Tuxedo Junction: The Almost Lost Story (2024)

This 2024 documentary about the legendary Ensley-based jazz venue Tuxedo Junction not only highlights the history of the famed building and its many incarnations, it’s also an insightful look at how it became a worldwide musical icon due to Birmingham-born trumpeter and band leader Erskine Hawkins commemorating it in one of the most popular songs of the big band era. Recounting the evolution of not just the song and venue, but also the larger story of Ensley from a once-bustling steel mill town to an economically distressed area in dire need of reinvestment, it’s a film that delicately balances the hope and prosperity of bygone years with a sober look at the work that needs to be done to revitalize this important local community and its historic musical legacy.

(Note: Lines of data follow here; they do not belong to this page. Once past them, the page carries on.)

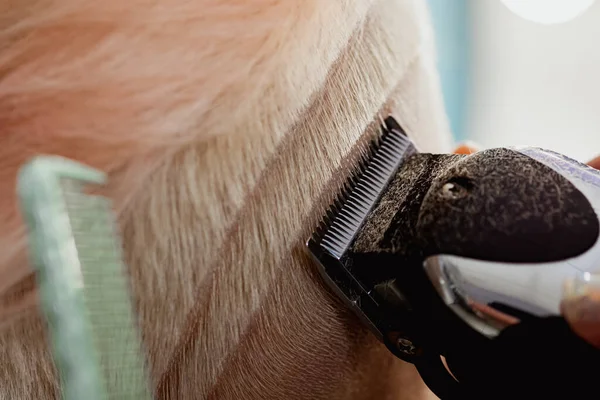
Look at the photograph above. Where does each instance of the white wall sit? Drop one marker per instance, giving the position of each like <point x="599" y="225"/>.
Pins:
<point x="535" y="84"/>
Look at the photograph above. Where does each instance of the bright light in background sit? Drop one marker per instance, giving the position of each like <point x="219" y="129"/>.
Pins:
<point x="548" y="11"/>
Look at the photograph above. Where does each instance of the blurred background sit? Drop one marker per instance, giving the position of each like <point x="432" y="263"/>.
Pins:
<point x="515" y="73"/>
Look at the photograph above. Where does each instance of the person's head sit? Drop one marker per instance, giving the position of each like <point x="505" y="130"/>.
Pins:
<point x="225" y="128"/>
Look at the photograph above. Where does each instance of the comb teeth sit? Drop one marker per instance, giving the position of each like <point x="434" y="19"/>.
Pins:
<point x="361" y="192"/>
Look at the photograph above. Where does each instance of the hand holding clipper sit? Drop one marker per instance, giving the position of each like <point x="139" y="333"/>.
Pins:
<point x="490" y="261"/>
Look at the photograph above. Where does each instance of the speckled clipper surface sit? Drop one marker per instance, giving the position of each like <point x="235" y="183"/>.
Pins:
<point x="496" y="205"/>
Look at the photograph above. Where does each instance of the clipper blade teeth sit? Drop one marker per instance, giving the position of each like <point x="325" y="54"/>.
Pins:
<point x="361" y="191"/>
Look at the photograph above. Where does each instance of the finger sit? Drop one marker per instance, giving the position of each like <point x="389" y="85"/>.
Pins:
<point x="595" y="162"/>
<point x="466" y="148"/>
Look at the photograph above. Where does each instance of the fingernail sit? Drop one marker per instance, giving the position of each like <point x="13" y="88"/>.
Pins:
<point x="467" y="148"/>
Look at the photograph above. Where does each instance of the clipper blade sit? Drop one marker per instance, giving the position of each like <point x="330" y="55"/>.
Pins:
<point x="331" y="241"/>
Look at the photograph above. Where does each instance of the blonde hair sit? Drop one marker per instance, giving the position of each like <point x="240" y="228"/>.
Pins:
<point x="226" y="127"/>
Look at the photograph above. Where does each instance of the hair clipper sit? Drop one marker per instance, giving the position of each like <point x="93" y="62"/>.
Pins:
<point x="474" y="268"/>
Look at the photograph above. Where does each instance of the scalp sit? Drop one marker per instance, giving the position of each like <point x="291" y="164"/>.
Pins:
<point x="226" y="127"/>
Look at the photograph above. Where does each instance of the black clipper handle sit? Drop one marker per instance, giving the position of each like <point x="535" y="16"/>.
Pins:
<point x="499" y="231"/>
<point x="479" y="248"/>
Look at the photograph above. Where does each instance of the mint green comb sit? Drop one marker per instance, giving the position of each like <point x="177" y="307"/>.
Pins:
<point x="83" y="283"/>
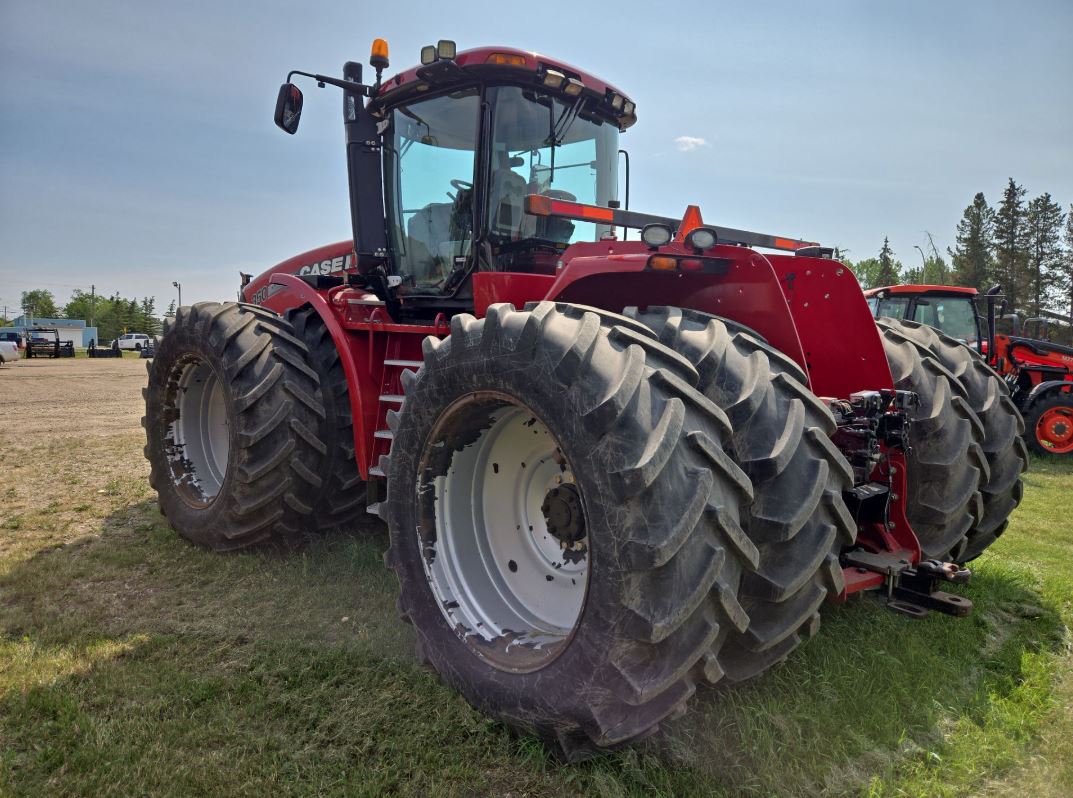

Taking an even broader approach to the history it seeks to tell, the movie also documents the little known connections members of The Temptations had to the building when first starting out as aspiring young singers, as well as the evolution of jazz here in the Birmingham metro area through landmark institutions like Parker High School (formerly Industrial High School), the Tuggle Institute, and revered teachers like the legendary John T. “Fess” Whatley, who can rightly be acknowledged as the cornerstone of several generations of professionalism in the world of music that emanated from his classroom and became something of a calling card for our city around the country and world through people like Hawkins and the great Duke Ellington. Featuring amazing archival photographs, interviews with musicians, community leaders, and local historians, the film is a great example of how cinema can both highlight our area, while also drawing attention to the ways we can improve it. It’s a must-see for both music nerds and history buffs alike.

 

FUN FACT: The film also tells the tale of another, although unrelated concert venue in the area, also called Tuxedo Junction, that used to put on DIY punk shows back in the early-1990s. Often confused for the original Tuxedo Junction, and named in its honor, the movie hilariously shows how the history of the two buildings has oftentimes gotten confused over the years by those that used to attend shows at the punk club, not realizing they were actually in a completely different place. An easy thing to confuse, it adds some fun levity towards the end of the film that’s good for a few laughs as well as some great local history of the punk scene here.